Google search interest for QR code

Olivia Heller

For over a decade, businesses have sold them as living gravestones. In 2016, Japanese officials supplied them to families to paste on elderly relatives in case they got lost. In 2021, in China, where they’re the most common payment method for 95% of mobile users, we learned they could appear in the sky via drone swarm.

But for the love child of Tetris and bar codes, perhaps no industry has shown them more love, in recent years, than restaurants.

At least, so we thought…

The argument for restaurants making menus with Quick Response codes — yes, that’s what it stands for — is simple: Diners can order and pay without waiting on waiters like Larry David, while businesses, according to some estimates, can save 30%-50% on labor costs.

  • Of course, it also offered one less touch point during covid, when QR usage ballooned.

But “I never asked for this shit” appears to be a sentiment now shared by many.

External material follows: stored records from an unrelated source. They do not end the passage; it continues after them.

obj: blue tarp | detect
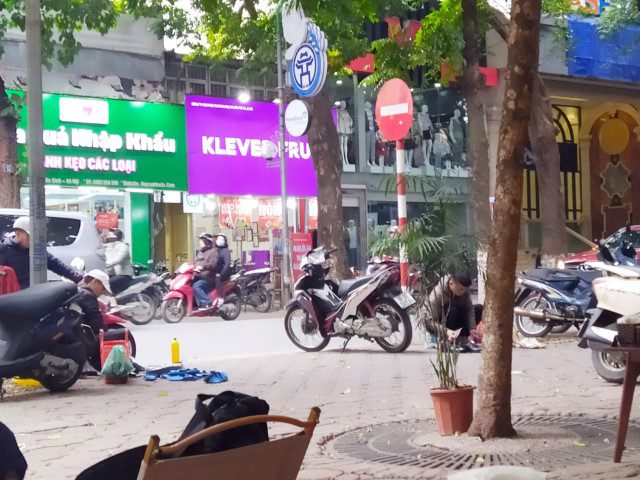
[567,17,640,82]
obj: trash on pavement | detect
[144,367,229,383]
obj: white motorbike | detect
[284,248,415,353]
[578,262,640,383]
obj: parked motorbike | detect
[81,302,137,371]
[284,247,415,353]
[0,281,86,392]
[578,262,640,383]
[513,268,602,337]
[231,268,278,313]
[162,263,242,323]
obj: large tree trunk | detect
[306,87,353,280]
[462,0,491,299]
[469,0,541,439]
[489,7,567,267]
[0,78,22,208]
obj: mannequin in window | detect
[338,100,353,165]
[449,108,464,167]
[418,105,435,163]
[364,101,378,165]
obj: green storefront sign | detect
[12,92,187,191]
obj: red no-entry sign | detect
[376,78,413,140]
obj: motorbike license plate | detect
[394,292,416,310]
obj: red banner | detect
[258,198,282,240]
[220,197,251,228]
[96,212,118,230]
[289,232,313,281]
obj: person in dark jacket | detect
[0,217,82,289]
[76,269,111,335]
[216,234,231,307]
[0,422,27,480]
[193,233,219,309]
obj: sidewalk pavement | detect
[0,343,640,480]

In March, QR menus led an Axios list of “covid changes people hate.” This week, The New York Times reported QR menus are “being shown the door.”

  • The data is mixed. One company, Menu Tiger, saw its customer base grow 37.6% in Q4 2022; while another, MustHaveMenus, has seen total scans drop 27% since 2021 in recent weeks.

One reason? They’re “the antithesis to romance,” a restaurant owner told NYT. “A menu is a window to the soul of the restaurant, and a QR code has no soul.”